Evidence for this comes from the WOMAN trial published in 2017. The study concluded that “Tranexamic acid reduces death due to bleeding in women with post-partum haemorrhage with no adverse effects. When used as a treatment for postpartum haemorrhage, tranexamic acid should be given as soon as possible after bleeding onset.”

  1. Hemoptysis

1g of TXA in 20ml of saline nebulized over 30 mins. (Dosing is controversial)

Evidence for this is based on various case reports. No large RCT exists at this time. This is very experimental, but definitely worth a try in those post-tonsillectomy patients (including pediatrics), cancer patients (oral or lung), or any other causes of hemoptysis.

These are just some of the uses documented in the literature. I think over time we will see more uses of TXA. I have personally used it in penile bleeding secondary to a false track created by a misplaced Foley catheter. I have also used it to stop bleeding topically for varicose veins. There are also current ongoing studies looking at its use in GI bleeding as well. SO, CONSIDER TXA THE NEXT TIME YOU ARE IN A BIND.

 

REFERENCES:

  1. Bryant-Smith et al. Antifibrinolytics for heavy menstrual bleeding. Cochrane Database Syst Rev. 2018 Apr 15.
  2. Carter et al. Current concepts of the management of dental extractions for patients taking warfarin. Aust Dent J. 2003 Jun;48(2):89-96.
  3. Carter et al. Tranexamic acid mouthwash: a prospective randomized study of a 2-day regimen vs 5-day regimen to prevent postoperative bleeding in anticoagulated patients requiring dental extractions. Int J Oral Maxillofac Surg. 2003 Oct;32(5):504-7.
  4. Coetzee, M J. 2007. The use of topical crushed tranexamic acid tablets to control bleeding after dental surgery and from skin ulcers in haemophilia. Haemophilia. 2007 Jul;13(4):443-4.
  5. Hankerson et al.

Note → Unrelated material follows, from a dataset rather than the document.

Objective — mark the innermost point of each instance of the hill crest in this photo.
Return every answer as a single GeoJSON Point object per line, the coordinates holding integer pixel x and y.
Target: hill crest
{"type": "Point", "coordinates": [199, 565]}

Nebulized Tranexamic Acid as a Noninvasive Therapy for Cancer-Related Hemoptysis. Journal of Palliative Medicine. 2015. Volume 18, Number 12, 1060-62.
  6. Jahadi et al. Comparison between Topical and Oral Tranexamic Acid in Management of Traumatic Hyphema. Iran J Med Sci. 2014 Mar;39(2 Suppl):178-83.
  7. Komura et al. Hemoptysis? Tryi inhaled tranexamic acid. The Journal of Emergency Medicine. 2018. Vol. 54, No. 5, pp. e97–e99.
  8. Management of acute abnormal uterine bleeding in nonpregnant reproductive-aged women. Committee Opinion No. 557. American College of Obstetricians and Gynecologists. Obstetric Gynecology 2013;121:891–6.
  9. Nuvvula et al. Efficacy of tranexamic acid mouthwash as an alternative for factor replacement in gingival bleeding during dental scaling in cases of hemophilia: A randomized clinical trial. Contemp Clin Dent. 2014 Jan;5(1):49-53.
  10. Shakur et al. Effects of tranexamic acid on death, vascular occlusive events, and blood transfusion in trauma patients with significant haemorrhage (CRASH-2): a randomised, placebo-controlled trial. Lancet 2010; 376: 23–32.
  11. Shakur et al. Effect of early tranexamic acid administration on mortality, hysterectomy, and other morbidities in women with post-partum haemorrhage (WOMAN): an international, randomised, double-blind, placebo-controlled trial. Lancet 2017; 389: 2105–16.
  12. Zahed et al. Topical Tranexamic Acid Compared With Anterior Nasal Packing for Treatment of Epistaxis in Patients Taking Antiplatelet Drugs: Randomized Controlled Trial. Academic Emergency Medicine. 2018 Mar;25(3):261-266.